AbstractIn the new millennium, West Indian territories began embarking on the introduction of information rights legislation such as Freedom of Information (FoI) and Data Protection. However, this type of legislation is proving challenging for West Indian nation states to implement. This thesis investigates the challenges faced by West Indian territories as it relates to the implementation of data protection legislation and explores the idea that these challenges are as a result of their historical background and developmental trajectory. Additionally, the thesis considers the implications of data protection for West Indian societies and a contextual account is undertaken to explain why data protection as a concept is misinterpreted, misunderstood or unknown by policy-makers and the citizenry at large.
Moreover, the study seeks to understand and explore whether the sub-standard management of records and information compared with internationally accepted standards, at all levels of West Indian society could be seen as a significant obstacle to the introduction of information rights legislation, in particular, the implementation, regulation and enforcement of data protection.
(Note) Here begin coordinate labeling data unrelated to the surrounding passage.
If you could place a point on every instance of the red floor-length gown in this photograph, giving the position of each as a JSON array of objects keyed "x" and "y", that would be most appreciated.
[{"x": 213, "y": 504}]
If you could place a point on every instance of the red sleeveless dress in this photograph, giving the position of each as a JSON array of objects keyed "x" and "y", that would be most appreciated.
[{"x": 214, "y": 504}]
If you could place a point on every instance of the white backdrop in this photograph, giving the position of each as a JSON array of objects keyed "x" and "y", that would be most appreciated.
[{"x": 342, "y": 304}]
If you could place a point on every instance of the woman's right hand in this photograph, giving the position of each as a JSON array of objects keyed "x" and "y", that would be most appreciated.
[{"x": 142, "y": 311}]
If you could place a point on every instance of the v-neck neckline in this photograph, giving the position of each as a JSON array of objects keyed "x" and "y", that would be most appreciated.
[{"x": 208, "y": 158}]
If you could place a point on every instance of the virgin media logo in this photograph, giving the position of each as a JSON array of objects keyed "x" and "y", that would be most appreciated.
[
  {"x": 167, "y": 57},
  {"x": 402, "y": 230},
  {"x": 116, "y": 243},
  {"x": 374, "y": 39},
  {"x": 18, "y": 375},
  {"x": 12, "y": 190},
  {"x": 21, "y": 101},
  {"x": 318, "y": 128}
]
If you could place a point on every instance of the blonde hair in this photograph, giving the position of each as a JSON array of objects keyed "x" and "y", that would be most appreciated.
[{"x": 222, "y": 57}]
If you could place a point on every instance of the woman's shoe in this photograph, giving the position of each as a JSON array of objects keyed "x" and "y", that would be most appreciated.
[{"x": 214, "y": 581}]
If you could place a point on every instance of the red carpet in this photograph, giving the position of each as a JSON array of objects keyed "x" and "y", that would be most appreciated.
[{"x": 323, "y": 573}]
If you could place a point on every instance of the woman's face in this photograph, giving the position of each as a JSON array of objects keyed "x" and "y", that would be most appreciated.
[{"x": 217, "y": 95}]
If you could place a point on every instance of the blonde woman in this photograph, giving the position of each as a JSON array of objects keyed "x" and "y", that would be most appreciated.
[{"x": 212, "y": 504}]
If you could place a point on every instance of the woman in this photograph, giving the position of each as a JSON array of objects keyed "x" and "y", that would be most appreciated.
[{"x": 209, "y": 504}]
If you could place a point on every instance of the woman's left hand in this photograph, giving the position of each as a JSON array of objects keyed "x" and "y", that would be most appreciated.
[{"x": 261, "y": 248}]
The thesis analyses whether there is an irrefutable link between data protection and records management and if a sound records management environment would provide the required stability for the successful implementation of data protection at all levels.
In seeking to inform emerging practice in the West Indies, this is the first multi-disciplinary study that examines the provisions for data protection in select international jurisdictions from a records management perspective. The jurisdictions selected for examination are two European Union Member States, Germany and the United Kingdom as well as Canada, Australia and New Zealand where four distinct approaches for the implementation of data protection have been identified. The study examines the core principles, policies, procedures and practices in these four models for data protection using a comparative approach. Thereafter, principally qualitative data is extrapolated towards the development of a framework for the implementation of data protection in the West Indies with a view of data protection’s relationship to records management.
The thesis first interrogates how and why data protection emerged as a public issue across the selected jurisdictions in order to establish the main drivers in these societies. It examines the relationship between data protection and the management of records and information, particularly as it relates to the administration and use of the personal data of citizens by public and private agencies. It explores how new trends and advances in technology impact on data protection and records management in today’s digital world. Using the data gathered, it identifies the main drivers and obstacles for the West Indies as they relate to data protection implementation and finally, what issues are expected to arise with the implementation of data protection and the management of records and information in future that would affect regions similar to the West Indies. Additionally, the comparative research makes a case for key solutions, mechanisms and strategies that would prepare professionals working with records and information for how to deal with data protection implementation in an increasingly technological environment in the West Indies.